On Wednesday, Ukraine's ambassador to Ankara Vasyl Bodnar denied the report and said he believed it was part of a "Russian propaganda machine".
"I fully deny it, it is not true," Bodnar told the semi-official Turkish news agency Anadolu.
"The information was specifically constructed as psychological warfare, just to undermine the relationship between Ukraine and Turkey and try to create the wrong image of Ukraine and Turkey."
Ankara and Kyiv have enjoyed close defence industry cooperation, a relationship that has flourished in recent years.
The Bayraktar TB2 armed drones producer Baykar, which has close links to Turkish President Recep Tayyip Erdogan's family, was building a plant in Ukraine before the war.
Ukrainian companies also produce Bayraktar's engines, and Turkey has sold dozens of TB2s to Kyiv over the course of the past two years.

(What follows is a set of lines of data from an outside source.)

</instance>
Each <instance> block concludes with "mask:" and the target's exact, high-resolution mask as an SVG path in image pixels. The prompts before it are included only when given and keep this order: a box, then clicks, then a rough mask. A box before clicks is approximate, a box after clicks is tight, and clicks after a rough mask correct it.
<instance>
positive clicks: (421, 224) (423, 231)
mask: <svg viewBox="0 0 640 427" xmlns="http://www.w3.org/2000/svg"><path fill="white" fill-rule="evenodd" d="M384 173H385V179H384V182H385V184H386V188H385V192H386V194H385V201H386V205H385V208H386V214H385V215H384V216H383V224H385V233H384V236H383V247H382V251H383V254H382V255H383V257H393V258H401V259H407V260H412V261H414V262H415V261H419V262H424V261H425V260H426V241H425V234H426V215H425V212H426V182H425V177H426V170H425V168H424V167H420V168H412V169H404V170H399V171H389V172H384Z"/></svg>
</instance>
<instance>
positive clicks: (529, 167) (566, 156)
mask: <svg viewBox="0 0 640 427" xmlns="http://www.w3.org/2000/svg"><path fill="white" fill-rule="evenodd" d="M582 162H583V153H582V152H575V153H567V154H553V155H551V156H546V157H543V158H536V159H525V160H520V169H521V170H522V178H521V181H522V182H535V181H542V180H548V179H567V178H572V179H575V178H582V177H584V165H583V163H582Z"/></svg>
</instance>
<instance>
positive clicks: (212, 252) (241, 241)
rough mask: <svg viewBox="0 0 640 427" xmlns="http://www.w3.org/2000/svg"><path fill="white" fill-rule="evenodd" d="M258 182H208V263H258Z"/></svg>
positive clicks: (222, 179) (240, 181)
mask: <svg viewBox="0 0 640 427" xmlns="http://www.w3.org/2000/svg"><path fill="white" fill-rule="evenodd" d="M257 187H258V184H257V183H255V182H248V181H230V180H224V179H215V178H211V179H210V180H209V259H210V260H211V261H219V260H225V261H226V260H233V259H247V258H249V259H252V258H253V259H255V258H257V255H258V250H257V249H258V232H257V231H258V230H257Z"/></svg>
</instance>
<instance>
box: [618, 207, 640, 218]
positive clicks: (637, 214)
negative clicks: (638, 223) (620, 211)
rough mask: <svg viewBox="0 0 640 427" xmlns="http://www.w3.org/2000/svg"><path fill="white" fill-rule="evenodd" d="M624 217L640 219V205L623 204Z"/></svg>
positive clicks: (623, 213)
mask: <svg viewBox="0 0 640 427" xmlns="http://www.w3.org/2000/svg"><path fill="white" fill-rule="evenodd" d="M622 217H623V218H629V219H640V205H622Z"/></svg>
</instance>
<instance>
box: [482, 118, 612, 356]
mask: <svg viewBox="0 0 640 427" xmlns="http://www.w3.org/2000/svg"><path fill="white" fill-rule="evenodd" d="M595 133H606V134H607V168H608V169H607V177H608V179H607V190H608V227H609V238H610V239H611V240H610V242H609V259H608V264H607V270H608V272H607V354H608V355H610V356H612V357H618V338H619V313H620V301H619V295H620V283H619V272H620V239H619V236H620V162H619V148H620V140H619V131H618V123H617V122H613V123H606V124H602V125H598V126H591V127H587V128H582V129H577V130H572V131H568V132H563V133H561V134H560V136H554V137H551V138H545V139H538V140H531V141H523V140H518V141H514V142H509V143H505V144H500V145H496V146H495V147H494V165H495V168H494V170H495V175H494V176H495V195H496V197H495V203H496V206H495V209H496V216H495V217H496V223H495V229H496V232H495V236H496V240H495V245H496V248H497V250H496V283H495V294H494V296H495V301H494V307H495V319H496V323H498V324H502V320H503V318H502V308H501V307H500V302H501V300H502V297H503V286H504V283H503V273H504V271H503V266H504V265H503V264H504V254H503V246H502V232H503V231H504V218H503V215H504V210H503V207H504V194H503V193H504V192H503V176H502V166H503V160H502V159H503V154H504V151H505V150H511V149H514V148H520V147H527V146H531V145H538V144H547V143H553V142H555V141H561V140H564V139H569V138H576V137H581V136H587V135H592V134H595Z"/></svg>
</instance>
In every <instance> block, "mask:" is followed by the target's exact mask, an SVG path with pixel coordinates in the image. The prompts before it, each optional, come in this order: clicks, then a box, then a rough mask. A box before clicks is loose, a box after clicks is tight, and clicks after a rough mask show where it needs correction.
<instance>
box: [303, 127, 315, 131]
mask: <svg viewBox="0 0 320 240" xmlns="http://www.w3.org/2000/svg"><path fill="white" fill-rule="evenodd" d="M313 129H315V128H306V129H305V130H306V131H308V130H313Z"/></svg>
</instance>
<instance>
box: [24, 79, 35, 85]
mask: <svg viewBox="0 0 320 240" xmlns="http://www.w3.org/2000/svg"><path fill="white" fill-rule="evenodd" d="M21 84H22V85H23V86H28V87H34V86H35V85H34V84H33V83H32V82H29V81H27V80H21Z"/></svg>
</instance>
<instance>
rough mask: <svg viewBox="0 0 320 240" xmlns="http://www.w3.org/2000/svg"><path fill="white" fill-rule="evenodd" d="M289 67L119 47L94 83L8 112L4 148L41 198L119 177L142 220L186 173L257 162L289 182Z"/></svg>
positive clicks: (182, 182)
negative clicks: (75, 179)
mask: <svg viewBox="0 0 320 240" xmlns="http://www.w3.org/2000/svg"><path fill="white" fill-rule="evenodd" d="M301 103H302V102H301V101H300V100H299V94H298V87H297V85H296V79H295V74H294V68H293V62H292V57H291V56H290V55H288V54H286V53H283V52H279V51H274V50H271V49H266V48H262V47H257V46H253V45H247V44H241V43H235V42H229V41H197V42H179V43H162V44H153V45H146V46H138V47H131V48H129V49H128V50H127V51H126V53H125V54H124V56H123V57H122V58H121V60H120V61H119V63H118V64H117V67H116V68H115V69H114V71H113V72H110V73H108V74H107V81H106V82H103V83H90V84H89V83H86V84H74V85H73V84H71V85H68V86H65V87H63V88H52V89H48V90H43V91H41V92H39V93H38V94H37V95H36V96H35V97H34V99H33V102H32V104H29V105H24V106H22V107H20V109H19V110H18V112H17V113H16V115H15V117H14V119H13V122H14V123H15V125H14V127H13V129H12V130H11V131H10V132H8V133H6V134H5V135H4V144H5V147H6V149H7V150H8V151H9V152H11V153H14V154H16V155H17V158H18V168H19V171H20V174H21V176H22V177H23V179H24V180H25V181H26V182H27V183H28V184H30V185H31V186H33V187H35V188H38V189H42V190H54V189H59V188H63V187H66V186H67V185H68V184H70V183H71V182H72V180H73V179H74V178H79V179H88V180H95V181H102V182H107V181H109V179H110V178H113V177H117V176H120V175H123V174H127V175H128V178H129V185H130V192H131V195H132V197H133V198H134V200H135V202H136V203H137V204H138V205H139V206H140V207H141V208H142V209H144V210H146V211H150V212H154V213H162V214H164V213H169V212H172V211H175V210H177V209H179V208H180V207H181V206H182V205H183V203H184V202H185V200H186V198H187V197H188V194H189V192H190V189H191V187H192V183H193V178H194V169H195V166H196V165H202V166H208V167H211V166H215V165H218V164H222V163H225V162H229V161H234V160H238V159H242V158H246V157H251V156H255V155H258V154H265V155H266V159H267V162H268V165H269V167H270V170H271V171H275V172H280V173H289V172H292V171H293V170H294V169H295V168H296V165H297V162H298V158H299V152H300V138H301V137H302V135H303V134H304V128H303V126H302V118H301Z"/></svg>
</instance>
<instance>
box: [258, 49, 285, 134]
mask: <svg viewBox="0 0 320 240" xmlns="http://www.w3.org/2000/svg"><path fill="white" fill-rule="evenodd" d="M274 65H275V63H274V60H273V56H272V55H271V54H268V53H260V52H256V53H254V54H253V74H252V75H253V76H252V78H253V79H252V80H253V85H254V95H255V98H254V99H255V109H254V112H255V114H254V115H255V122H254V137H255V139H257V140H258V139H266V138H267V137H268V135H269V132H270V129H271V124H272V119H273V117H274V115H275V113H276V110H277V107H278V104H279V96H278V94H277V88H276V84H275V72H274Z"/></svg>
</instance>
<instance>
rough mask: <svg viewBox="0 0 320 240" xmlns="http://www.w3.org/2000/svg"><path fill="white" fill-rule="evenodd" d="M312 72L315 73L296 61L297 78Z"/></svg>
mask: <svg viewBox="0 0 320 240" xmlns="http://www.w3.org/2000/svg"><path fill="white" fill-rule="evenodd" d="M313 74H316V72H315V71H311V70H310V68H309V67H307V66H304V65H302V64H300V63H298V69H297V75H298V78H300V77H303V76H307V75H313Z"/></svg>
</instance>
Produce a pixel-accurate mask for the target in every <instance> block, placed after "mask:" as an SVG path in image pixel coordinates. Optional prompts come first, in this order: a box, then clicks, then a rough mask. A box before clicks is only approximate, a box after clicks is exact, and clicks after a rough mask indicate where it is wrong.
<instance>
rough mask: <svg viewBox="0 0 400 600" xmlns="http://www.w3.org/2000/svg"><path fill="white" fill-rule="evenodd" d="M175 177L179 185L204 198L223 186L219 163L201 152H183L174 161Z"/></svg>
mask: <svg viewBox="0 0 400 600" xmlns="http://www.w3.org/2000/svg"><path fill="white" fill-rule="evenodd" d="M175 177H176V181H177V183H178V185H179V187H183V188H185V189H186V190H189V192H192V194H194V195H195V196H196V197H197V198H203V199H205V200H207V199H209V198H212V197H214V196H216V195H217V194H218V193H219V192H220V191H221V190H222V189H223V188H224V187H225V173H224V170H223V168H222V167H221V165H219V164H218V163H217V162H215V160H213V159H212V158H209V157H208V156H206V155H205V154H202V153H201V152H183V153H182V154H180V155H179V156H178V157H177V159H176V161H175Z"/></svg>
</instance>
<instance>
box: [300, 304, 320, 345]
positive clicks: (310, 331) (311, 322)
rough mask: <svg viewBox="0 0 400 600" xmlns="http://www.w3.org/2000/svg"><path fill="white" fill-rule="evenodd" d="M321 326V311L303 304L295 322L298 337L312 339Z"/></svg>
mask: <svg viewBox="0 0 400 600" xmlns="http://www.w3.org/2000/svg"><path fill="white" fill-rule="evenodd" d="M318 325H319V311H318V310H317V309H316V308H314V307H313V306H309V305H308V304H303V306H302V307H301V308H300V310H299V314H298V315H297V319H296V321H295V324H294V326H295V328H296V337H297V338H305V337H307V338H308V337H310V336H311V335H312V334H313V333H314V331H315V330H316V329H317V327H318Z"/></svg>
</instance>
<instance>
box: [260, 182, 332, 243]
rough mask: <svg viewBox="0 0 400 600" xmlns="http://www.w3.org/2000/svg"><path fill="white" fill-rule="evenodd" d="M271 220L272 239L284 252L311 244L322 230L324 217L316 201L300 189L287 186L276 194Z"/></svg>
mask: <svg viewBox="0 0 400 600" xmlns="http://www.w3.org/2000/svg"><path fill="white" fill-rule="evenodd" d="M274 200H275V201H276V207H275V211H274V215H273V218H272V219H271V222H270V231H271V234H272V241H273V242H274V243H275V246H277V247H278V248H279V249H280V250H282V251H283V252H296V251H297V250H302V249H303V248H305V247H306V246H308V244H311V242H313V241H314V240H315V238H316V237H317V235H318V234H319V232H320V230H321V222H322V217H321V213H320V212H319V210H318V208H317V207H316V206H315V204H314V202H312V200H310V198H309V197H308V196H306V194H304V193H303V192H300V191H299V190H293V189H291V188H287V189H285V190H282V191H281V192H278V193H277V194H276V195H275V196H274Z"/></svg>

Frequent flights recorded between Turkey and Poland between February and April 2022 indicate that Ankara continued to deliver TB2s and its MAM-L munition to Kyiv since the Russian invasion began.
Sources told Middle East Eye last year that Turkey also delivered dozens of TRLG-230 precision-guided missiles to Ukraine last summer.
Ankara has maintained open dialogue with both Kyiv and Moscow since the start of the war in the hopes of mediating an end to the conflict.
On Saturday, Turkey said it was ready to push for local ceasefires in Ukraine, saying that neither side of the conflict had the military means to "win the war".